I was reading an article this morning about how ‘greenies’ span all income brackets, and that being green was about reducing costs. It got me thinking: when we reduce the green movement to how to save money, what do we lose?
I’ve struggled with this concept for awhile. I concentrated on Environmental Policy during my Master’s degree, and I ended up in classes with people who viewed environmental issues from an economic perspective only. And then there’s me, who shuns all economics unless necessary for me to come into contact with it. It was too opposing viewpoints, yet both believed that they were striving toward the same goal: a more sustainable world.
So which is better? Convincing people to go green because of the money it can save works. Give people the numbers on how much they spend on bottled water versus how much the one time cost of a reusuable bottle plus tap water, and you’ll be hard pressed to find someone who doesn’t change (arguments about the ‘taste’ of water excluded). Especially in these times, saving money is a plus; each and every penny counts.
But in making the modern green movement about saving money, do we also ensure that people’s attraction to being green will end with the recession? Or that it can’t possibly reach those in the upper classes of society? It loses some of the permanency or urgency that is necessary to propel the movement forward.
There has to be some kind of ideological back up to pitching sustainability based on economy. We can’t just leave it at ‘you’re saving hundreds of dollars per year by not using bottled water.’ I think we run the risk of making being unsustainable a marker of success — the mentality that if I am rich enough I don’t have to be sustianable and count my pennies. I’ve written about this before, in the context of reusuable bags, but you can see it in anything. Gas prices are ridiculously high, yet suburbanites and urbanites alike still drive gas-guzzling Hummers. Cutting the tie between the economy and ideology of being sustainable means cutting out the meaning of the action. It becomes a façade or a shadow of something powerful.
How do we make the modern green movement about more than just numbers? I think the key is to always be connecting with the larger context. The slow food movement is great at this — the goal there is so reconnect people with where their food comes from, with the idea that if people know where their food is coming from, they will be more discerning consumers.

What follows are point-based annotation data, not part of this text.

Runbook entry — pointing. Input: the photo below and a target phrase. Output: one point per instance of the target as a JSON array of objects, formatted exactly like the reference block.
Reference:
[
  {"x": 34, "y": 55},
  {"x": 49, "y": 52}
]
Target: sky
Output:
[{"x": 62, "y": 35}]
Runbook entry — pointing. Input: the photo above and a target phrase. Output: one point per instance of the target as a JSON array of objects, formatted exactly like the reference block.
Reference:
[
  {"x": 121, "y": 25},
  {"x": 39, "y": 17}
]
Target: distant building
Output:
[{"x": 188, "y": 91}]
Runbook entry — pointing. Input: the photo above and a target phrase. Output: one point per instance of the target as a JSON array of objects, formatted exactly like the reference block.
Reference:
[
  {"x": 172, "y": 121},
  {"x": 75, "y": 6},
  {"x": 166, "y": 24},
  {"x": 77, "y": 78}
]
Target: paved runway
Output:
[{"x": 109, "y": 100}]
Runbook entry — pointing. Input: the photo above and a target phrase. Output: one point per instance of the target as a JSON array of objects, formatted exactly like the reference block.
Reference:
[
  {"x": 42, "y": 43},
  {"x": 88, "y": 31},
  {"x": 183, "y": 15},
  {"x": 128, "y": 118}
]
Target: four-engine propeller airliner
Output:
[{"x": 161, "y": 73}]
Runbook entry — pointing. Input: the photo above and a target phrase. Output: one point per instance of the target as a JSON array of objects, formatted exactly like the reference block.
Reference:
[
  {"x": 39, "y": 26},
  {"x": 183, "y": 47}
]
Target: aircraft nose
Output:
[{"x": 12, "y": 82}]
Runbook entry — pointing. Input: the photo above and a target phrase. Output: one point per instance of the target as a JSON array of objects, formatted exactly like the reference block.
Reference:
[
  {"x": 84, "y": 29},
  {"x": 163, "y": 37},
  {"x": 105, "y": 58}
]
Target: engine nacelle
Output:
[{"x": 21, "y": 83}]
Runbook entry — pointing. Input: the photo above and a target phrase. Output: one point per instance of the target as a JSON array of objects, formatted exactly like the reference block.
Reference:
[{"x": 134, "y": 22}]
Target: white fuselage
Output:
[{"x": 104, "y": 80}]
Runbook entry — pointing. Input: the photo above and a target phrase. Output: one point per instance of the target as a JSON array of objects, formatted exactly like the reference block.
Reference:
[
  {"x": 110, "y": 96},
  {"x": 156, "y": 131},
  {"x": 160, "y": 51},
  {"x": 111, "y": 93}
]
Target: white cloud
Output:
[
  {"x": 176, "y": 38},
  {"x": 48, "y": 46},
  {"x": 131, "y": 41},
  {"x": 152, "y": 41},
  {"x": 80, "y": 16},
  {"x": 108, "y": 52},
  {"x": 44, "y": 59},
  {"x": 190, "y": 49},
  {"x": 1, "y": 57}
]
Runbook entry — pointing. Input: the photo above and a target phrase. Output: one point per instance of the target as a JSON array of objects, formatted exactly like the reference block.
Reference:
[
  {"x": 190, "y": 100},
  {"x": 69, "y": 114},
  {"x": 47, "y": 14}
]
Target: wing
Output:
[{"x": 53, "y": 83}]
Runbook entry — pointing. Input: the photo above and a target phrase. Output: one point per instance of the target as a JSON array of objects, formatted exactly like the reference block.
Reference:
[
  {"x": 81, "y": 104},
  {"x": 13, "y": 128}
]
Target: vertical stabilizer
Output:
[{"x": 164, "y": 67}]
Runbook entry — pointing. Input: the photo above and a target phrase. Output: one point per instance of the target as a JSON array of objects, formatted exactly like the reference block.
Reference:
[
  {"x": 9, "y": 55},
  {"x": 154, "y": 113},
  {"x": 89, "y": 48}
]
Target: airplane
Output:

This is what the sustainability/green movement needs to do as well. We need to connect with where our trash goes, where our energy comes from, and what makes our common products. That’s what goes missing when green-washing and consumer driven sustainable are allowed to be the sole voices of sustainability.
Being green is about making lasting changes to the way we live our lives. Reducing ‘being green’ to how much money we can save cuts out the impact that those actions have on everyone — it reiterates that we live in an individual society where my actions only affect me. One of the strengths of the green movement is that is has the ability to bring communities together. Farmer’s Markets, car shares, community gardens — all of these reduce the impact on the environment, but also encourage community interaction, something that seems to be slowly dying in our society. And making ‘greenies’ out to be just money saving consumers, ignores that component of the movement.
We lose the nuances and the forward motion if we reduce sustainability to just economics. My former classmates’ views about the pricing of water were valid, and important, and altered the way I think about a ‘solution’ to water problems. But without the ideological component to fuel those solutions, without being centered on the ultimate goal of changing the way people live and interact with their environment, those solutions will fail, as they have before.
So when I explain to people why they shouldn’t throw out that plastic bottle, I include not only how much they are spending on a new one, but also that there is are giant mound of plastic bottles waiting to be incinerated or buried because there are just too many plastic bottles used to recycle all of them. And of course those mounds are on lands that could be used for agriculture by some of the poorest in the world. Economy plus context can equal a powerful movement.